Johnny Marr
Look Out Live!
(BMG)
electro-soul, indie-rock
Con Look Out Live!, Johnny Marr ci regala un documento sonoro prezioso che cristallizza l’energia e l’intensità emotiva dei suoi concerti dal vivo. Registrato durante la tappa sold-out al Hammersmith Apollo di Londra nel 2024, questo album di 22 tracce rappresenta molto più di una semplice raccolta live: è la celebrazione di un decennio di carriera solista e al contempo un ponte verso il glorioso passato dei Smiths.
L’album si apre con la potenza elettrizzante di brani come Sensory Street e Hi Hello, dove emerge immediatamente il marchio di fabbrica del chitarrista di Manchester: quelle linee melodiche cristalline e quei riff taglienti che hanno definito il suono indie degli anni ’80 e continuano a influenzare generazioni di musicisti. La produzione live cattura perfettamente la spazialità del suono di Marr, dove ogni accordo sembra espandersi nell’ambiente creando quella caratteristica “parete sonora” jangle-pop.
Le influenze che hanno plasmato l’universo musicale di Marr emergono chiaramente nel corso dell’album. La cover di The Passenger di Iggy Pop non è casuale: rivela il debito verso il proto-punk e la scena di Detroit che, insieme al glam rock di T. Rex e David Bowie, ha forgiato il DNA musicale dell’artista. Il brano diventa un ponte ideale verso Rebel Rebel, eseguita in duetto con Neil Tennant dei Pet Shop Boys, confermando l’influenza bowieana nel lavoro di Marr.
La presenza di Tennant non è solo un momento spettacolare, ma un richiamo alle collaborazioni che hanno segnato la carriera post-Smiths di Marr, dai progetti Electronic fino alle recenti partnership con Franz Ferdinand. Getting Away With It diventa così un momento di pura nostalgia per gli anni ’90, quando l’elettronica e l’indie rock si fondevano in esperimenti sonori pioneristici.
I classici dei Smiths presenti nell’album – This Charming Man, How Soon Is Now? e Bigmouth Strikes Again – vengono reinterpretati con una maturità e una profondità che solo vent’anni di distanza possono conferire. How Soon Is Now? in particolare beneficia di un arrangiamento più corposo, dove la celebre linea di chitarra tremolata si espande in dimensioni quasi orchestrali, supportata da una sezione ritmica più incisiva rispetto alla versione originale.

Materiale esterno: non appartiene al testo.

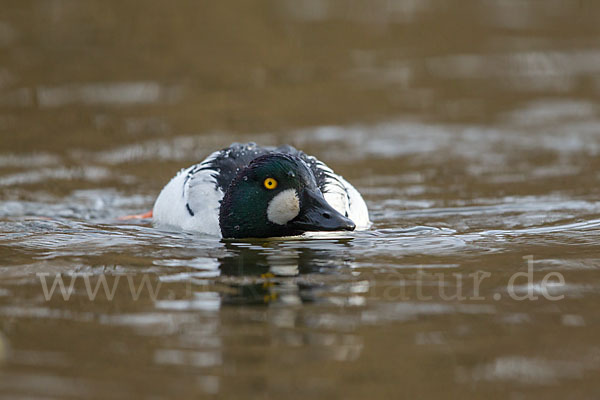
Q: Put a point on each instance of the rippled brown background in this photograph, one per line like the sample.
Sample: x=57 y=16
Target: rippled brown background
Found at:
x=471 y=127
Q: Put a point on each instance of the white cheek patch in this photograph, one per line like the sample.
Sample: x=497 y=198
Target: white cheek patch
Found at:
x=284 y=207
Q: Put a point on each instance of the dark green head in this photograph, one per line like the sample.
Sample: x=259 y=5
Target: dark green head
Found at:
x=277 y=195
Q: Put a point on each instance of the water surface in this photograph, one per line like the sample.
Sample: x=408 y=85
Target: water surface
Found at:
x=473 y=132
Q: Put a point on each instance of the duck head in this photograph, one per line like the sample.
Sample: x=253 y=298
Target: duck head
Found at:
x=277 y=195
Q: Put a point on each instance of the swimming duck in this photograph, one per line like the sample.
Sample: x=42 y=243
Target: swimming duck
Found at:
x=247 y=190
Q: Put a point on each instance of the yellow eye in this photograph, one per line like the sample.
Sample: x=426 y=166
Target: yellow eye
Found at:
x=270 y=183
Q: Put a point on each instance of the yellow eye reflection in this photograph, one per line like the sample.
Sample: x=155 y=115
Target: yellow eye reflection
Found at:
x=270 y=183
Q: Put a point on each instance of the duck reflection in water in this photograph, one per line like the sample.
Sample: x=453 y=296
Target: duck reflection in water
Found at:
x=279 y=271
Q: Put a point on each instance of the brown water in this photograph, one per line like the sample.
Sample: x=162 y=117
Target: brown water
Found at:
x=472 y=128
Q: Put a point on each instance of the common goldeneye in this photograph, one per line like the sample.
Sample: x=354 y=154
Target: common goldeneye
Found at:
x=247 y=190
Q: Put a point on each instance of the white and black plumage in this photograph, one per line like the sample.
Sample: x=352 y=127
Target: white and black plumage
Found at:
x=192 y=199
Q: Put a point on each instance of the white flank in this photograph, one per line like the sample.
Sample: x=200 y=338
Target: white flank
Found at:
x=284 y=207
x=199 y=190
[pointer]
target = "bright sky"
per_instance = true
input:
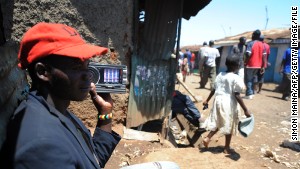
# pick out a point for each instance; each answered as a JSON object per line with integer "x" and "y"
{"x": 222, "y": 18}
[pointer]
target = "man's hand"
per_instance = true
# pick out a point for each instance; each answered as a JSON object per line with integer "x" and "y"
{"x": 102, "y": 101}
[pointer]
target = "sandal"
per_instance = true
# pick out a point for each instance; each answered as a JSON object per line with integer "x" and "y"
{"x": 205, "y": 142}
{"x": 227, "y": 151}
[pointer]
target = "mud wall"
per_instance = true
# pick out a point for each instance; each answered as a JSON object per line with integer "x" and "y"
{"x": 100, "y": 22}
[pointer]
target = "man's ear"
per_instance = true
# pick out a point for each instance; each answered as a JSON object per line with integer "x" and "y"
{"x": 42, "y": 71}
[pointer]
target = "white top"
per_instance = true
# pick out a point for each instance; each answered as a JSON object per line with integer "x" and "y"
{"x": 225, "y": 110}
{"x": 211, "y": 54}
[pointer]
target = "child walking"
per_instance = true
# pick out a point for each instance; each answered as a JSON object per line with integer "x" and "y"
{"x": 225, "y": 110}
{"x": 184, "y": 67}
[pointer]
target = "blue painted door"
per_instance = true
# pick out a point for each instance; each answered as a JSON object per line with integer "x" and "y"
{"x": 271, "y": 71}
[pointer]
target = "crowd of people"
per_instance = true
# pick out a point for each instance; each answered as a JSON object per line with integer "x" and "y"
{"x": 253, "y": 62}
{"x": 246, "y": 65}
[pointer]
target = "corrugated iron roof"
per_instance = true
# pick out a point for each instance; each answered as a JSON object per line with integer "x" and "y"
{"x": 271, "y": 35}
{"x": 192, "y": 7}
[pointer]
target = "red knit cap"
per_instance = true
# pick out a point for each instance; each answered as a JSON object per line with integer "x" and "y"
{"x": 45, "y": 39}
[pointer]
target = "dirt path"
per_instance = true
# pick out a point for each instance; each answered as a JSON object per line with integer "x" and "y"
{"x": 272, "y": 128}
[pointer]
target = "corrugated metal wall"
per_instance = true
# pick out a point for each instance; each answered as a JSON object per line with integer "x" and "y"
{"x": 153, "y": 70}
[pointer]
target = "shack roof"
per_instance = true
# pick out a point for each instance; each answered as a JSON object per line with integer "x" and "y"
{"x": 270, "y": 35}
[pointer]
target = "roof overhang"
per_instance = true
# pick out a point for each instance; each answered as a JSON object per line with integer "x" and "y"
{"x": 192, "y": 7}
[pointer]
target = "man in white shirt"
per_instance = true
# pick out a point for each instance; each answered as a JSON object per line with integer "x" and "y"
{"x": 209, "y": 71}
{"x": 201, "y": 58}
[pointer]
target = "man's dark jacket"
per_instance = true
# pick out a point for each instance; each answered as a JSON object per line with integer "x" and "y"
{"x": 40, "y": 137}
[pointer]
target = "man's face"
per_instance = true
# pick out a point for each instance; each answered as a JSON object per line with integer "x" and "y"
{"x": 70, "y": 79}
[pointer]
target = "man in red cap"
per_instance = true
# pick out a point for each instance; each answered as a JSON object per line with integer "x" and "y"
{"x": 42, "y": 133}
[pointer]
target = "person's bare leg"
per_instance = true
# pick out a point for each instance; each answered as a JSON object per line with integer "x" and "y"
{"x": 227, "y": 143}
{"x": 206, "y": 140}
{"x": 259, "y": 87}
{"x": 255, "y": 86}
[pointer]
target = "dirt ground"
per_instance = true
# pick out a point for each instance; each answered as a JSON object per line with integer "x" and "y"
{"x": 267, "y": 147}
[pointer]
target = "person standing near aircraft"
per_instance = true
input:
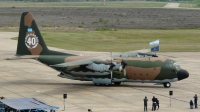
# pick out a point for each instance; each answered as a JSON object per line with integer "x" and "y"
{"x": 145, "y": 103}
{"x": 195, "y": 100}
{"x": 153, "y": 103}
{"x": 191, "y": 104}
{"x": 157, "y": 103}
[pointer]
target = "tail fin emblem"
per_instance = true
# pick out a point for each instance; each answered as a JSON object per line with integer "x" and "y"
{"x": 31, "y": 41}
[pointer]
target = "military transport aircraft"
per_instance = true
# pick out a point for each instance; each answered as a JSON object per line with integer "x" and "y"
{"x": 107, "y": 69}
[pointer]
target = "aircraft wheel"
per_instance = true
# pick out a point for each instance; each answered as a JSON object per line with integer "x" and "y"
{"x": 117, "y": 83}
{"x": 167, "y": 85}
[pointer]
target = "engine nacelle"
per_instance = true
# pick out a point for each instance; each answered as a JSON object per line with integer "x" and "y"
{"x": 117, "y": 67}
{"x": 98, "y": 67}
{"x": 101, "y": 81}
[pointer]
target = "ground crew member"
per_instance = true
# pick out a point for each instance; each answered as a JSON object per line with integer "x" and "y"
{"x": 195, "y": 100}
{"x": 153, "y": 103}
{"x": 157, "y": 103}
{"x": 191, "y": 104}
{"x": 145, "y": 103}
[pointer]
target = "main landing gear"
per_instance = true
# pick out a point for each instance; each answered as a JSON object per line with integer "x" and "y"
{"x": 167, "y": 84}
{"x": 117, "y": 83}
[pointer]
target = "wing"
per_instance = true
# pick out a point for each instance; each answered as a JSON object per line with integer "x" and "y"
{"x": 100, "y": 59}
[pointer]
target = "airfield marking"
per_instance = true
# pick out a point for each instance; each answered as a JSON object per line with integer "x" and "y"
{"x": 172, "y": 5}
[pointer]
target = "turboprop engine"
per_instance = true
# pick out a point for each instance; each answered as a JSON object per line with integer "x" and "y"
{"x": 98, "y": 67}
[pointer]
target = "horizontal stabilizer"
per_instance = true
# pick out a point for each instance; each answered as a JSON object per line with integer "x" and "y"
{"x": 90, "y": 73}
{"x": 23, "y": 57}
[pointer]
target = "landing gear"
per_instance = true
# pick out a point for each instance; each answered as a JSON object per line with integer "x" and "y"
{"x": 167, "y": 84}
{"x": 117, "y": 83}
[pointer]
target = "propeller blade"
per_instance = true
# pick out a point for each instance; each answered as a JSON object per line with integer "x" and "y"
{"x": 111, "y": 76}
{"x": 124, "y": 72}
{"x": 123, "y": 64}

Dal punto di vista tecnico, Marr dimostra ancora una volta perché sia considerato uno dei chitarristi più influenti della sua generazione. Il suo approccio stratificato alla chitarra, dove linee melodiche principali e complementari si intrecciano creando texture complesse ma mai caotiche, emerge con particolare chiarezza in brani come Somewhere e Easy Money. L’uso sapiente degli effetti – dal chorus al delay, passando per il caracteristico tremolo – crea paesaggi sonori che spaziano dall’intimismo cameristico all’esplosione rock.
La voce di Marr, spesso sottovalutata rispetto alle sue doti chitarristiche, trova in questo contesto live una dimensione particolarmente espressiva. Su brani come Please, Please, Please, Let Me Get What I Want raggiunge picchi di intensità emotiva che conferiscono nuova vita a composizioni già iconiche.
L’album viene proposto in diverse edizioni che testimoniano l’attenzione di Marr verso la cultura del vinile e del collezionismo musicale. L’edizione in vinile arancione doppio (inizialmente esclusiva per il Record Store Day) rappresenta un omaggio alla tradizione indie, mentre la versione digitale e 2CD include quattro tracce bonus che completano l’esperienza concertistica.
Look Out Live! si configura come un documento essenziale per comprendere l’evoluzione artistica di Johnny Marr e la sua capacità di reinventare il proprio repertorio mantenendo intatta l’identità sonora che lo ha reso leggendario. L’album funziona sia come punto di ingresso per i neofiti che come celebrazione per i fan di lunga data, confermando che a sessant’anni compiuti, Marr rimane uno dei musicisti più vitali e influenti della scena alternative britannica.
La dimensione live restituisce a questi brani una freschezza e un’urgenza che le versioni in studio, per quanto perfette, non sempre riescono a trasmettere. È la dimostrazione che certi capolavori musicali trovano la loro forma definitiva proprio sul palco, nel dialogo diretto tra artista e pubblico.